The preprocessing and postprocessing nodes (HPDA)
The 12 preprocessing and postprocessing nodes also called High Performance Data Analytics (HPDA) are based on 2U HPE-Cray Proliant DL385 Gen11 servers with 2 AMD Genoa processors. Each processor has 96 cores @ 2.4 GHz. Each node has 2 NVIDIA L40 graphics cards attached for handling the pre/post processing workloads. Every such node has 2048 Gio of RAM configured in 16 memory channels with 2 x 64 Gio DDR5-4800 MHz memory arrays per channel. For inter-node communications, each node has 1 Slingshot 200 Gb/s network interfaces and a dual-port 10 Gb/s Ethernet card. Theses nodes will be connected to the rest of the machine via the Slingshot fabric and to the CINES facilities via Arista edge routers (see the diagram above).
System interconnect
The Adastra accelerated nodes are connected with 4 HPE-Cray Slingshot 200 Gb/s (25 Go/s, 23.3 Gio/s) NICs providing a total node-injection bandwidth of 800 Gb/s (100 Go/s, 93.1 Gio/s). Thus, each MI250X accelerator is connected to a NIC to facilitate GPU-GPU Remote Direct Memory Access (RDMA). The GPUs are directly connected to HPE-Cray’s Slingshot fabric which allows MPI communications operations such as send or receive to be executed directly from the GPU memory and across the network directly without interaction with the host CPU thus, improving throughput and latency by reducing redundant copies for codes that communicates intensively with other nodes.
Operating system
Adastra runs on the Red Hat Enterprise Linux (RHEL) 8.8 (Ootpa) (cat /etc/os-release
) operating system.

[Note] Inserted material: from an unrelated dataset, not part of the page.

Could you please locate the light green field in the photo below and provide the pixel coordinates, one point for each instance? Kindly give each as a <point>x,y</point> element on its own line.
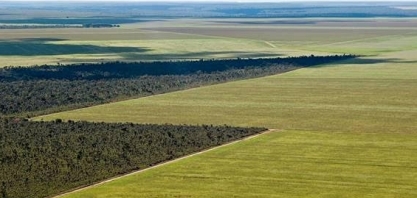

We use the Linux 4.18.0 kernel (uname -a
).
File systems
Adastra is connected to the site-wide scratch LUSTRE filesystem providing 1.9 Pio of storage capacity with a measured peak read speed of 1086 Gio/s. It also has access to a home LUSTRE filesystem which provides and also to a work LUSTRE filesystem to keep data between jobs and a store LUSTRE filesystem to keep data and programs for a longer time (between allocation). See Accessing the storage areas for more details.
How many hours to ask for
Depending on your computation, you may be bound by the half precision, Binary32 or Binary64 floating point ALU throughput or by the HBM throughput. Below, we offer a comparison of the commonly found GPU resources as of 2024/04.

For instance, we observe that a MI250X GCD’s Binary64 throughput is 23.95 TFlop/s and that it consumes 280 W. Also, for the node normalized values, we assume we can pack 8 of such MI250X GCD in one node (which is what we have on Adastra).
As another example, for the node normalized values, we observe that an A100 equipped node is offering x1.24 the bandwidth of a node equipped with MI250Xs. Also, a H100 node’s Binary16 throughput is x3.16 that of a A100 node.
From this, assuming your code is memory bound, running on V100 and that you want to run MI250X, you can expect a x1.82 node-to-node memory throughput speedup. All things being equals, if you used to ask for 100000 V100 GPU hours, you would ask for 100000/1.82~=55000 MI250X GPU hours.
Note
This computation does not take the DARI’s normalization factors into account as from a technical standpoint, they are debatable.
We recommend that you familiarize yourself with the concept of Minimal viable speedup. This could help you choose how to compare a CPU node versus a GPU node. This comparison is often badly done and biased toward the GPUs being much better than what they can actually provide (for a well made CPU code).